/baum

A tree format as simple as it gets.

Primary LanguageRust

Baum

A tree format as simple as it gets.

Motivation

A lot of data programmers work with has some kind of hierarchical structure. There are many file formats that support hierarchical tree-like data, e.g. XML (HTML, SVG, ...), Json, Yaml, Toml and many more. What all of these formats have in common is that they are textual format, meaning that hierarchy is encoded on top of a text encoding (e.g. UTF-8). This encoding

  • Hierarchical data
  • XML, Json, Yaml, Toml, ... encode hierarchy on top of a text encoding which requires escaping, special syntax and complex parsers to get it right.

Goals

  • Conceptually simple: It should be easy to build Baum support for new programming languages. Being conceptually simple should allow many formats to be build on top of the Baum format.

Non-Goals

  • Performance / Space efficiency: This format isn't optimized for space efficiency or read / write performance.

Data model

A Baum tree consists of nodes. A node can either be a leaf or an inner node. Leaves contain a sequence of bytes, inner nodes a sequence of nodes. This is the actual implementation:

pub enum Node {
    Leaf(Vec<u8>),
    Inner(Vec<Node>)
}

It's simple as that!

Serialization format

Baum trees are stored as binary files.
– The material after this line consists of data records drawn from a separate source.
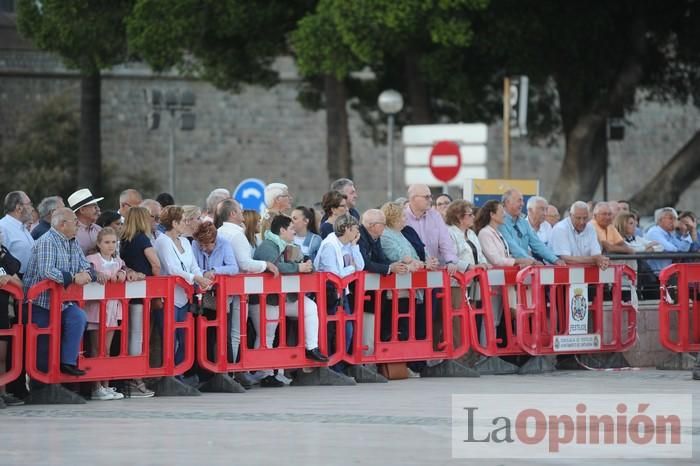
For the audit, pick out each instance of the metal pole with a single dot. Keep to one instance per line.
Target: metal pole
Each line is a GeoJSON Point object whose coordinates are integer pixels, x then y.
{"type": "Point", "coordinates": [171, 155]}
{"type": "Point", "coordinates": [506, 128]}
{"type": "Point", "coordinates": [390, 159]}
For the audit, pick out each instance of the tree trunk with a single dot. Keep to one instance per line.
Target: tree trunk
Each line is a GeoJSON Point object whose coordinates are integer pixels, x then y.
{"type": "Point", "coordinates": [584, 118]}
{"type": "Point", "coordinates": [418, 98]}
{"type": "Point", "coordinates": [666, 187]}
{"type": "Point", "coordinates": [338, 152]}
{"type": "Point", "coordinates": [89, 154]}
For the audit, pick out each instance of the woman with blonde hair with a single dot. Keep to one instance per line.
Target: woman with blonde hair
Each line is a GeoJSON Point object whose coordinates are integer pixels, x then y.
{"type": "Point", "coordinates": [138, 254]}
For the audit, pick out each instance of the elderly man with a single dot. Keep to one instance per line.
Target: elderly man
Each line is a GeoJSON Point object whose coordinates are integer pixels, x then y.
{"type": "Point", "coordinates": [154, 208]}
{"type": "Point", "coordinates": [84, 204]}
{"type": "Point", "coordinates": [522, 240]}
{"type": "Point", "coordinates": [536, 212]}
{"type": "Point", "coordinates": [574, 239]}
{"type": "Point", "coordinates": [431, 228]}
{"type": "Point", "coordinates": [45, 210]}
{"type": "Point", "coordinates": [127, 199]}
{"type": "Point", "coordinates": [663, 233]}
{"type": "Point", "coordinates": [610, 239]}
{"type": "Point", "coordinates": [373, 223]}
{"type": "Point", "coordinates": [16, 237]}
{"type": "Point", "coordinates": [57, 256]}
{"type": "Point", "coordinates": [213, 199]}
{"type": "Point", "coordinates": [552, 216]}
{"type": "Point", "coordinates": [347, 187]}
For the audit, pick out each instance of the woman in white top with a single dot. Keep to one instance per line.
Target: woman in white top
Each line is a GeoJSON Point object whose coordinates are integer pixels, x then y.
{"type": "Point", "coordinates": [491, 216]}
{"type": "Point", "coordinates": [176, 258]}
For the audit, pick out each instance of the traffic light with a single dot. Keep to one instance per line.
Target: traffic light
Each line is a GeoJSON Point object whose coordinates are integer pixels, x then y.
{"type": "Point", "coordinates": [518, 105]}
A Baum file always starts with a five-byte magic number "BAUM1" (0x42_41_55_4d_31). This magic number is followed by the serialization of the root node.

A node is represented as <type><len><data>.

  • <type> is a single byte that indicates whether the node is a leaf (0x00) or an inner node (0x01). Other values are invalid.
  • <len> is a 64-bit unsigned little-endian integer. For leaf nodes, it contains the number of bytes the node contains. For inner nodes, it contains the number of children the node has.
  • <data> can be an arbitrary number of bytes. For leaf nodes, it contains exactly <len> bytes. For inner nodes, it contains the concatenation of all serialized child nodes. This leads to a pre-order traversal of the Baum.

Example

The following example shows how a Baum is serialized using the following simple tree structure:

Node
- 0x01
- Node
  - 0x02
  - 0x03
- 0x04_05

The Baum consists of a root node that has three children. The first and third child are leaf nodes containing bytes 0x01 and 0x04_05 respectively. The second child is another inner node containing two leaf nodes (0x02 and 0x03). The Baum can be created using the following rust code:

use baum::Node::{Leaf, Inner};

let node = Inner(vec!(
    Leaf(vec!(1)),
    Inner(vec!(
        Leaf(vec!(2)),
        Leaf(vec!(3)),
    )),
    Leaf(vec!(4, 5)),
));

Serializing the Baum described above yields the following bytes. Take a look at the comments for a description of each part of the serialization:

let exp = vec!(
    0x42, 0x41, 0x55, 0x4d, 0x31,   // magic numbers
    1,                              // inner node
    3, 0, 0, 0, 0, 0, 0, 0,         // length 3
    0,                              // - first leaf
    1, 0, 0, 0, 0, 0, 0, 0,         //   length 1
    1,                              //   payload
    1,                              // - recursive inner node
    2, 0, 0, 0, 0, 0, 0, 0,         //   length 2
    0,                              //   - leaf 2
    1, 0, 0, 0, 0, 0, 0, 0,         //     length 1
    2,                              //     payload
    0,                              //   - leaf 3
    1, 0, 0, 0, 0, 0, 0, 0,         //     length 1
    3,                              //     payload
    0,                              // - third leaf
    2, 0, 0, 0, 0, 0, 0, 0,         //   length 2
    4, 5,                           //   payload
);
assert_eq!(node.serialize(), exp);

File extension

By convention, Baum files use the file extension .baum.